薫とはぐみには伝わっていなかったようだが花音はしっかり理解してくれていた。

 

「そういうこと!」

「問題はどうやってそれをあかりちゃんに伝えるかだけど・・・」

「えーっと・・・こころ」

「何かしら?」

「あんたは何でもできるんだよね。じゃあ、その何でもできるってやつをライブであかりちゃんに伝えられないの?そうすればあかりちゃんの勇気も湧いてくると・・・思うんだけど・・・」

最後の方は自信なさげで尻すぼみになっていたが、それでもしっかりとこころに自身の考えを伝える美咲。それを受け取ったこころは満面の笑みで答える。

 

「もちろん大丈夫よ!!すごく得意だわ!!みんなであかりが勇気の出る曲を作ればいいのね!」

最初は戸惑っていたメンバーだが、あかりちゃんのために何かしてあげたいと思う気持ちは同じなのか全員が覚悟を決めていた。

・・・若干一名不安がっていたが。

 

 


 

 

あれから一ヶ月が経った。

曲作りがかなり難航したようだ。聞くところによると、こころがわけの分からん歌詞を出してきたり薫やはぐみがめちゃくちゃに作曲したのをまとめたりと本当に色々あったらしい。しかし歌詞は花音、作曲は美咲が担当することで何とか形になったらしい。コンセプトは『魔法の言葉』なんだとか。

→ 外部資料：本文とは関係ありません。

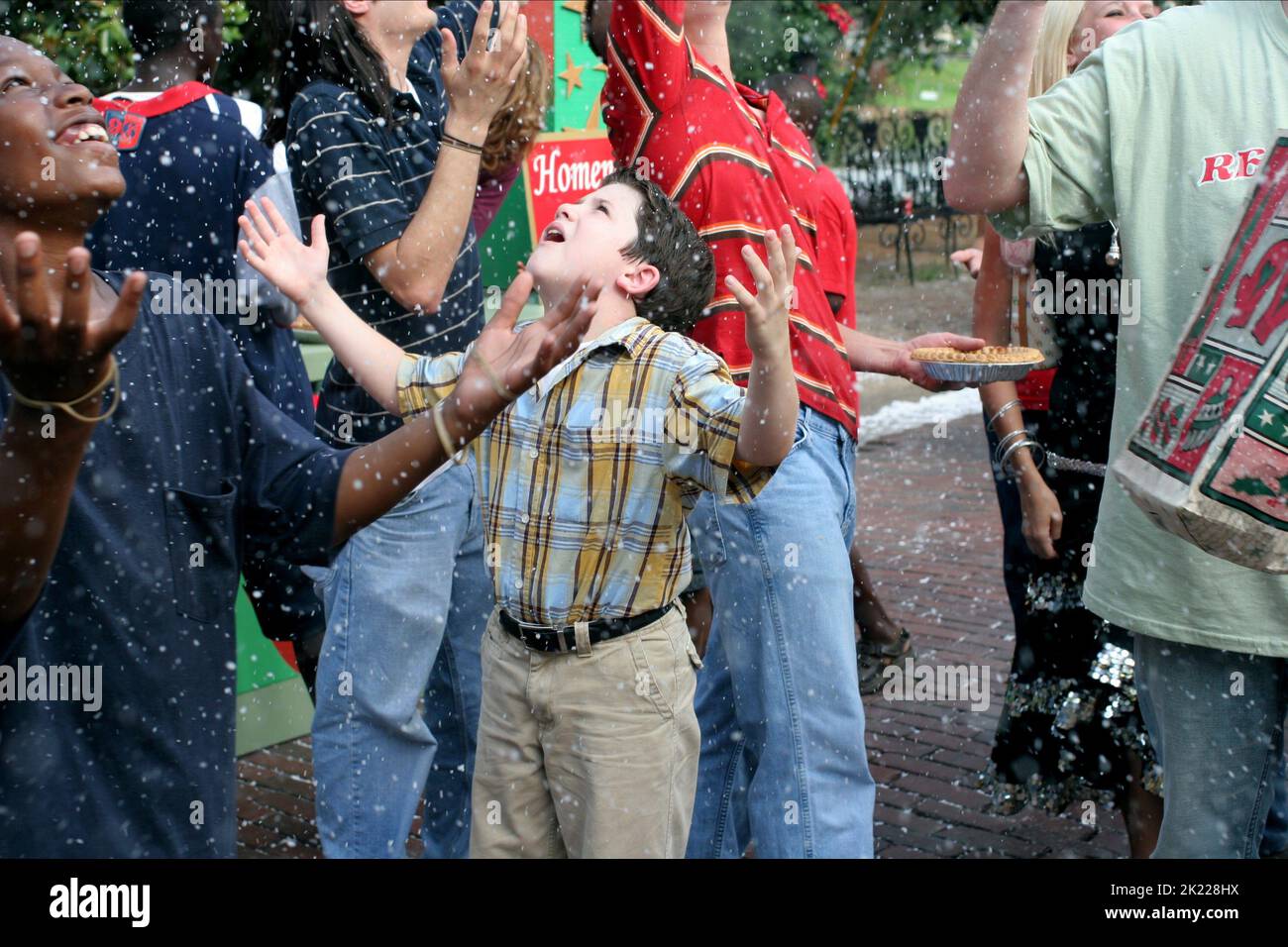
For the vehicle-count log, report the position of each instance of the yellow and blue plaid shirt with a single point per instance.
(587, 478)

ひと月という時間が空いたことで病院の子どもたちもライブが始まるのを今か今かと待っている。俺もまだ曲を聴いてないのですごく楽しみだ。

そしてメンバーの挨拶で演奏が始まる。

 

「さあ、みんなもあたしと一緒に歌いましょ!魔法の言葉よっ。言ったら何でもできちゃうんだから!」

こころの言葉通り、その魔法の言葉『ハピネスッ!ハピィーマジカルッ♪』を唱えるとさまざまなことが起こる。ハトが飛び出したり花吹雪が舞ったりステージの色が変わったり、その魔法は実に多種多様だった。

 

(すげぇ・・・これがこころたちの『答え』・・・)

「ほら!できないことなんてこの世に1つもないのよ!みんなそれに気付いてないだけなんだから!」

子どもたちが盛り上がる中、こころがみんなに伝える。自分ができないと思わない限り何だってできるんだと。それを聞いたあかりちゃんの表情が変わる。

 

(こころたちの想いが伝わっていると・・・・・・いいや、きっと伝わってる)

 

このライブを観れば自然とそう思うことができた。

 




ステージを盛り上げる黒服さんたちマジパネェ。